I will end my testimony there. I welcome any questions.
Thank you for that advice, Chair.
Thank you to our witnesses. It was very interesting testimony and a kind of a refreshing change for the committee.
About two years ago I went across the border. My riding is Saint John—Rothesay in southern New Brunswick, and we're close to the Maine border, obviously, which is about one hour away. We went through, and the U.S. Customs obviously pulled us over. They told us to go into the building and asked us to leave our cellphones in the car.
We went into the building, and were questioned for probably 10 or 15 minutes. My son was in motocross, so we were frequently at the border. We waited upwards of probably 20 to 25 minutes. They told us that we could leave and we went back to our car. There were no phones in the car.
We went back in and they gave us the phones back, but there was maybe a 30- to 40-minute period when we didn't have the phones. They came out with the phones and they asked my son to unlock his phone. He did, and again they disappeared. To make a long story short, we got the phones back, but it was certainly concerning and unsettling for all of us.
How concerned are each of you about cloning and mirroring devices, because I hear that agencies are increasingly cloning and mirroring devices. Obviously, they could follow and track what happened long after we left that border. Is that something you think is becoming more relevant as we move forward in this age of heightened security?
The numbers you saw were originally provided by the U.S. government, but they have since revised them downward, which explains the discrepancy between the 23,000 and the 19,000. Nonetheless, even with the revision downward, it's clear that there's been a sharp spike.
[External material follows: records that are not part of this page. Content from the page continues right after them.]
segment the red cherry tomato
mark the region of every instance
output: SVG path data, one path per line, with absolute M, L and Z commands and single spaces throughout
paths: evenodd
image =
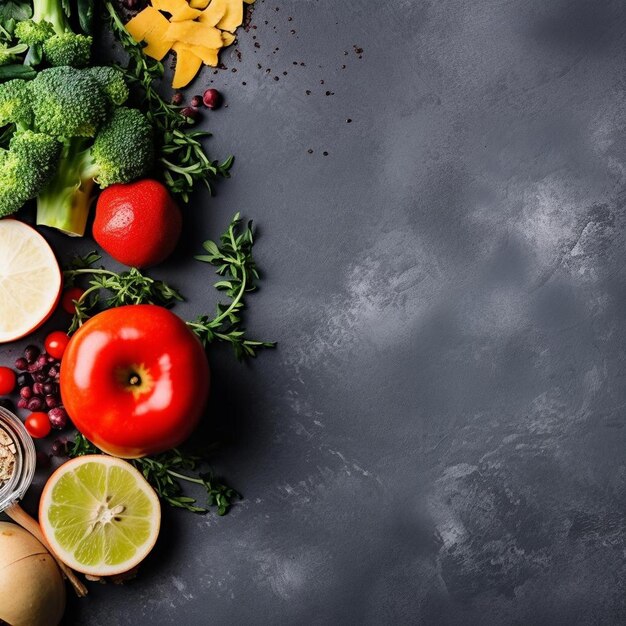
M 202 415 L 209 365 L 202 344 L 167 309 L 108 309 L 72 335 L 61 367 L 61 398 L 78 430 L 123 458 L 182 443 Z
M 31 413 L 27 418 L 26 422 L 24 422 L 24 426 L 26 426 L 26 430 L 28 431 L 31 437 L 35 439 L 41 439 L 42 437 L 47 437 L 50 434 L 50 430 L 52 426 L 50 425 L 50 420 L 48 419 L 47 413 Z
M 84 289 L 80 287 L 70 287 L 63 292 L 61 298 L 61 307 L 66 313 L 74 315 L 74 300 L 80 300 L 80 297 L 85 293 Z
M 67 344 L 70 342 L 70 338 L 62 330 L 55 330 L 46 337 L 44 346 L 46 352 L 53 356 L 55 359 L 61 359 Z
M 0 367 L 0 396 L 6 396 L 15 389 L 15 372 L 10 367 Z

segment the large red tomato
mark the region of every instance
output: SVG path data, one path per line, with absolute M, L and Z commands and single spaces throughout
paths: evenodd
M 208 394 L 202 344 L 160 306 L 95 315 L 63 355 L 67 412 L 87 439 L 115 456 L 137 458 L 179 445 L 197 425 Z

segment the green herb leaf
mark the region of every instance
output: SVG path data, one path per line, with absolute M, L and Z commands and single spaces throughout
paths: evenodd
M 231 302 L 219 303 L 217 314 L 212 319 L 207 315 L 201 315 L 193 322 L 187 322 L 205 345 L 215 339 L 230 343 L 240 360 L 255 357 L 259 348 L 273 348 L 276 345 L 269 341 L 248 339 L 242 327 L 244 296 L 256 290 L 256 281 L 259 278 L 252 256 L 253 245 L 252 222 L 243 226 L 239 213 L 220 237 L 219 244 L 210 240 L 202 244 L 209 254 L 198 255 L 195 259 L 214 265 L 217 268 L 216 273 L 225 277 L 224 280 L 216 282 L 214 287 L 225 291 Z
M 96 252 L 75 257 L 63 272 L 68 286 L 74 285 L 81 278 L 87 281 L 87 289 L 74 303 L 70 333 L 82 326 L 101 307 L 110 309 L 127 304 L 160 304 L 170 307 L 183 300 L 176 289 L 142 274 L 137 268 L 117 273 L 94 267 L 99 260 L 100 255 Z
M 20 2 L 19 0 L 7 0 L 0 4 L 0 24 L 5 24 L 9 20 L 23 22 L 33 16 L 33 9 L 30 2 Z

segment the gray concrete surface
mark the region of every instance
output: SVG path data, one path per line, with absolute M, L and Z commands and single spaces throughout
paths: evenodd
M 154 272 L 205 311 L 190 251 L 259 224 L 248 325 L 280 347 L 210 354 L 245 499 L 168 511 L 140 577 L 67 623 L 624 623 L 624 4 L 276 0 L 252 23 L 190 90 L 225 93 L 206 125 L 234 176 Z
We have been pushing for change on this on a number of fronts. One is, of course, litigation, which in U.S courts is pending at various levels and is often coming up in a criminal context where there is a criminal prosecution and someone is challenging the search of their phone that happened at a border. It is possible that litigation will lead to a higher standard that is required for searches—some level of suspicion.
Notably, there has been one appeals court decision, from the ninth circuit, one of the western circuit courts, which did impose a reasonable suspicion requirement for forensic searches, namely, searches that take place off-site and are the more invasive searches. We have been seeking records of compliance with that decision and so far have gotten no evidence that there has been any change in policy to acknowledge at least this higher level of suspicion, but litigation continues and is a priority.
The second area is legislation. There has been domestic legislation introduced. It would require a warrant for searches of devices, but only for U.S. citizens and lawful permanent residents, so it would provide no protections to Canadians who are visiting. That's not contemplated by this bill.
The last is our push for transparency. We think the numbers aren't enough. Specifically, we think we need to know the nationalities of individuals searched and the reasons given. It's hard to ascertain a pattern of why particular individuals might have their phones searched or not, especially when there is that policy allowing for suspicionless searches.